Il regista del film è il siciliano Roberto Andò, intellettuale molto versatile: regista teatrale e di opere liriche, scrittore, sceneggiatore, che ha portato sullo schermo un adattamento del suo romanzo 'Il trono vuoto' (vincitore del premio Campiello opera prima 2012) edito da Bompiani e scritto con la collaborazione di Angelo Pasquini.
Si tratta di un film dall’apparenza semplice e a tratti “leggero”, in realtà leggibile a più livelli che si prestano a diverse riflessioni. Il tema narrativo centrale intorno al quale ruota tutta la storia è quello del doppio, dello scambio di persona, tema assai noto, molto utilizzato in ogni ambito culturale e artistico: letteratura, teatro, cinema, forse perché ci riporta a uno dei nodi portanti della nostra interiorità. E in questo film il doppio mostra tutta la sua ambiguità e fascinazione grazie alla magistrale interpretazione di Toni Servillo, perfetto nel ruolo dei due fratelli gemelli Oliveri.
Il primo, Enrico Oliveri, è il leader di sinistra del principale partito dell'opposizione che, dopo essere stato contestato durante un congresso e in calo nei sondaggi, decide di prendersi una pausa e sparisce improvvisamente dalla circolazione, lasciando la scena in un momento politico importante, poco prima delle elezioni.

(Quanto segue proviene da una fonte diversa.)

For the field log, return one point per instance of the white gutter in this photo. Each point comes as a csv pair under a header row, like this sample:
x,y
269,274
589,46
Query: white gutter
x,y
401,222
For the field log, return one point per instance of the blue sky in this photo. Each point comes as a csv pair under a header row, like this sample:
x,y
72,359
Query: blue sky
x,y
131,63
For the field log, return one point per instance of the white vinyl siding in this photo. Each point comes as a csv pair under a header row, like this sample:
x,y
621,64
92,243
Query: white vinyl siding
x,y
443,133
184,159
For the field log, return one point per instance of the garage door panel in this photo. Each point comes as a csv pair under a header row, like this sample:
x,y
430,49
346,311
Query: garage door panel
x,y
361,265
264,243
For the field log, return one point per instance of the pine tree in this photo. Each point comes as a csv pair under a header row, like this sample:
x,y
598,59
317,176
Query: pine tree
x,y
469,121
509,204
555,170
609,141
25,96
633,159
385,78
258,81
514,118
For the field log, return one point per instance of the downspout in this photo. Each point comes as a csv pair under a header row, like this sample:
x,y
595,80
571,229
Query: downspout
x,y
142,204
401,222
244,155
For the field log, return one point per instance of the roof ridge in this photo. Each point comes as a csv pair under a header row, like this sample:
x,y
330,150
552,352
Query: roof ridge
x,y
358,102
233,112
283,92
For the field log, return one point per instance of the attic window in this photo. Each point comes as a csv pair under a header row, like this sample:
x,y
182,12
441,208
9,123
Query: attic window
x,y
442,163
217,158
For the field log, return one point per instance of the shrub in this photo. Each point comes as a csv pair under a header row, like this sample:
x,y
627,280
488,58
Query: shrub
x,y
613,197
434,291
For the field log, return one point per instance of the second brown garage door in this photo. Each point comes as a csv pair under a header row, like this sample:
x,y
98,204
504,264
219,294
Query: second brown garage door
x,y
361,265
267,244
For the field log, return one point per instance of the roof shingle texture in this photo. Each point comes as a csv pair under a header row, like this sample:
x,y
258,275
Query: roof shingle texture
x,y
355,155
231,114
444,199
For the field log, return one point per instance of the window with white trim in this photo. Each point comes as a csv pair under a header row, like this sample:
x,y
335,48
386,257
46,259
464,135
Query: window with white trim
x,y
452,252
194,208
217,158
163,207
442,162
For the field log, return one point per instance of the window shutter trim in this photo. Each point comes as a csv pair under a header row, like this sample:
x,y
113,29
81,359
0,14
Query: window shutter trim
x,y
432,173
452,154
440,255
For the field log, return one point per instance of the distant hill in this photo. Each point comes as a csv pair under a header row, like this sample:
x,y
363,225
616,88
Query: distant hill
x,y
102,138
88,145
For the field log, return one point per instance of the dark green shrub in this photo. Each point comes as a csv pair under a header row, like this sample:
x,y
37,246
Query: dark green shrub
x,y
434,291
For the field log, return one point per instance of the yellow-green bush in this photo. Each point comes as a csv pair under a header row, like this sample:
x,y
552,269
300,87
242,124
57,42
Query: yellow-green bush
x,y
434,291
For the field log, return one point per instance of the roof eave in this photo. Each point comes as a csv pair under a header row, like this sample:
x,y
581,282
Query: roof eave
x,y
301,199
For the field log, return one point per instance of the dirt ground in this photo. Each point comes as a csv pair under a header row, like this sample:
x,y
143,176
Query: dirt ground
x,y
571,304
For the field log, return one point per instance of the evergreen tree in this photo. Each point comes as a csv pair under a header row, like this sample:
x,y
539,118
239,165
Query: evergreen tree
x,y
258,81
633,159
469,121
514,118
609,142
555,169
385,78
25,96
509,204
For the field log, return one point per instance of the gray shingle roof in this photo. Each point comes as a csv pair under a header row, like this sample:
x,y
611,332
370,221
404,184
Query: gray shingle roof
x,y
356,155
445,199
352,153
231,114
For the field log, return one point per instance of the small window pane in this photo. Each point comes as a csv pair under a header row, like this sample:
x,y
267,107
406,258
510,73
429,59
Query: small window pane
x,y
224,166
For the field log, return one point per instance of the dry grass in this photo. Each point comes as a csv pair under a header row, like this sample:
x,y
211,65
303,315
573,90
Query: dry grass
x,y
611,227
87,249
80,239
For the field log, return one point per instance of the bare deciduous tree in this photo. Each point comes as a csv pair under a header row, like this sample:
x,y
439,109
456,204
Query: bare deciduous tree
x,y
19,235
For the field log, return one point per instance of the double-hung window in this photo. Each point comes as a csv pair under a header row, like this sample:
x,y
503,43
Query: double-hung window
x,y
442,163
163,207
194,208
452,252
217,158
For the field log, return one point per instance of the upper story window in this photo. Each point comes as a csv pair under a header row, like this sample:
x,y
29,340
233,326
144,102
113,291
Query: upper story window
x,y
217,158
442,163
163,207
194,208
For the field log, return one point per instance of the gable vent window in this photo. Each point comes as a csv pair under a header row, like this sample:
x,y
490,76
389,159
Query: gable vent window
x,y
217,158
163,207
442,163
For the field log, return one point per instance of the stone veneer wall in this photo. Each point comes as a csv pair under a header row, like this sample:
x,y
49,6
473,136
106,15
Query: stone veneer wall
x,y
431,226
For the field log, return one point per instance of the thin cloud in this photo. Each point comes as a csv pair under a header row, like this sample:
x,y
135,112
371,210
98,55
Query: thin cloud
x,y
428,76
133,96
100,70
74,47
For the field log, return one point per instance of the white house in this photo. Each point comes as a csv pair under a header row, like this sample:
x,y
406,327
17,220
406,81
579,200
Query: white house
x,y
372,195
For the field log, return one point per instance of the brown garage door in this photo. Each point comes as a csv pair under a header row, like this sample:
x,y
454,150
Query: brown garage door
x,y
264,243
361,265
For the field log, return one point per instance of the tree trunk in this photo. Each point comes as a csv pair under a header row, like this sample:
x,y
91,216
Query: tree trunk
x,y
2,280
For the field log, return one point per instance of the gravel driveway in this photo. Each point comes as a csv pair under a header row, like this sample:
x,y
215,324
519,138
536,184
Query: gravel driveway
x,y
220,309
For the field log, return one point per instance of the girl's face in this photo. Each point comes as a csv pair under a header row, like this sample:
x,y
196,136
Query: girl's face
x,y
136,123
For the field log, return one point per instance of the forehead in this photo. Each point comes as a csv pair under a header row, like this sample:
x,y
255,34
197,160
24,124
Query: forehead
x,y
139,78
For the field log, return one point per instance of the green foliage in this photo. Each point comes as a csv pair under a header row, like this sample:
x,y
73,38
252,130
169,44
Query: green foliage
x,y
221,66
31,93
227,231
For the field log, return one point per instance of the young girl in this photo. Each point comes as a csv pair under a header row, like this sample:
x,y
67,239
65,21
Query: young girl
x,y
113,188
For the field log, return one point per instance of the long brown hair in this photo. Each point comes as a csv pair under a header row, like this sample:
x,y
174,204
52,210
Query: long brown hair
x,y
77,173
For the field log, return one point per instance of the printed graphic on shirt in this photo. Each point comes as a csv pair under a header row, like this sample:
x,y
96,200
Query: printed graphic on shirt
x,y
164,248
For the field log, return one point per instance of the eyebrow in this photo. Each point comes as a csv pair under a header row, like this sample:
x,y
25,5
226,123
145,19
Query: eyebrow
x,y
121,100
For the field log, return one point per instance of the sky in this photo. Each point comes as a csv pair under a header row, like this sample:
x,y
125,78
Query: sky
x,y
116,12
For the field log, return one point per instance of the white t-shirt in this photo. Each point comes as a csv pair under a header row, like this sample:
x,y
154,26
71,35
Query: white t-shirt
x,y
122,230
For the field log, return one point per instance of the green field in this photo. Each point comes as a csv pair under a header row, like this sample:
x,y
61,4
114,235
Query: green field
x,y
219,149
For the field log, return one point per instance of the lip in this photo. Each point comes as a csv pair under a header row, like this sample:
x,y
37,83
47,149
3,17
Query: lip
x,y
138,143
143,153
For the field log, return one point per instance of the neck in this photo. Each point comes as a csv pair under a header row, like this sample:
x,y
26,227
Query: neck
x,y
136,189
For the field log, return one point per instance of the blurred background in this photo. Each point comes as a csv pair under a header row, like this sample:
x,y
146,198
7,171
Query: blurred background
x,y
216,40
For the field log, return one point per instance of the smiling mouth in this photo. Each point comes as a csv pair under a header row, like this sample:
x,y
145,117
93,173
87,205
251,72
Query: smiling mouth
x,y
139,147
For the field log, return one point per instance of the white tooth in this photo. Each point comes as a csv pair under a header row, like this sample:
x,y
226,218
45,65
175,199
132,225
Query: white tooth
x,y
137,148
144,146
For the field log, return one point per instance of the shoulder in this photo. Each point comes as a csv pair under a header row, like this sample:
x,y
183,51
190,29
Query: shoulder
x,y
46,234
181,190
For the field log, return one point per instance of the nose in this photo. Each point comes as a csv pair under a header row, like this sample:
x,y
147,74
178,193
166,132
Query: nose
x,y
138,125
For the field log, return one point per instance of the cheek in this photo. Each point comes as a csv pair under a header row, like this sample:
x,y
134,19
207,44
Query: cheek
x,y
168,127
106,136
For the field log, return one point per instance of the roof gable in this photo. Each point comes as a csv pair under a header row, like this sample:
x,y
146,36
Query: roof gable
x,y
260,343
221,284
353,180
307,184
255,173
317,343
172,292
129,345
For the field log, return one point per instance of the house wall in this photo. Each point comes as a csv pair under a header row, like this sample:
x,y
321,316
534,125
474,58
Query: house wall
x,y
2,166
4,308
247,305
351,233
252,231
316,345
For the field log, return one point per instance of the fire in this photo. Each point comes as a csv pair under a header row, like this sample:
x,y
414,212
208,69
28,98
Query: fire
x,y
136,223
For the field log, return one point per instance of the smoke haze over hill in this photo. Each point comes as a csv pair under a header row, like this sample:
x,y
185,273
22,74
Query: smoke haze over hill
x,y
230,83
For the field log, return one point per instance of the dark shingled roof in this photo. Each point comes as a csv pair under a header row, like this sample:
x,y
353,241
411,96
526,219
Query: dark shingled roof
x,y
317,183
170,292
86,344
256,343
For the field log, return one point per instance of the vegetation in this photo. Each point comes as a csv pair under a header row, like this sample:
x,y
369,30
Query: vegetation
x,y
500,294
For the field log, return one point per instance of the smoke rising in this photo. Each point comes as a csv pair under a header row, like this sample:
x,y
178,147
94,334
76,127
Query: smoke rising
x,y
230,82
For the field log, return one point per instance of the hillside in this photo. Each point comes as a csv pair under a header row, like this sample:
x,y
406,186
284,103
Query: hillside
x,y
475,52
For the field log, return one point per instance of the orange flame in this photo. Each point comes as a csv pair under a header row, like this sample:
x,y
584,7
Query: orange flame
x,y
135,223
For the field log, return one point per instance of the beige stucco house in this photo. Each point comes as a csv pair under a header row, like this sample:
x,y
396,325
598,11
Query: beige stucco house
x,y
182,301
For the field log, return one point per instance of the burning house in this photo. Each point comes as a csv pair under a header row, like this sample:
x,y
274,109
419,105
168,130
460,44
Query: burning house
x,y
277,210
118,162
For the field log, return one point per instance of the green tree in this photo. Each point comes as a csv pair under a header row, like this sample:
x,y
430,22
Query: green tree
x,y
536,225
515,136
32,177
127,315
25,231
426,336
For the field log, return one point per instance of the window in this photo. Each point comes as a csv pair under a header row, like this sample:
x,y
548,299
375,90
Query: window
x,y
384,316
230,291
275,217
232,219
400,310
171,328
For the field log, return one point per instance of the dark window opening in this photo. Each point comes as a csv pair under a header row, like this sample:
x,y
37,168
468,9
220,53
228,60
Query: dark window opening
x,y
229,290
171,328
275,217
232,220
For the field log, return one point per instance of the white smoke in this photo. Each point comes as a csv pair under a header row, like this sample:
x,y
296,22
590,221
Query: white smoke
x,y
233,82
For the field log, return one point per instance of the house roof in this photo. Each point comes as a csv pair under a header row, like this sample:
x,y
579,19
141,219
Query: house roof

Si rifugia, secondo la tradizione storica della sinistra, in Francia, a Parigi, a casa di Danielle (la seducente Valeria Bruni Tedeschi) con la quale ha avuto da giovane una breve, ma intensa relazione estiva a Cannes. Danielle, che è sposata ad un famoso regista di origine asiatica, ha un figlio e fa la segretaria di edizione nel cinema, accoglie con affetto e tenerezza un Enrico confuso e in fase di riflessione sui nodi della propria vita. A Roma, nel frattempo, la situazione diviene preoccupante per il partito, ma un po’ meno per la moglie di Enrico che di lui non ne può più. Si incarica di trovare la soluzione il più stretto collaboratore di Enrico, Andrea Bottini (un bravissimo Valerio Mastrandrea), che ha l’idea di rivolgersi al fratello gemello di Enrico, Giovanni, proponendogli una sostituzione di persona.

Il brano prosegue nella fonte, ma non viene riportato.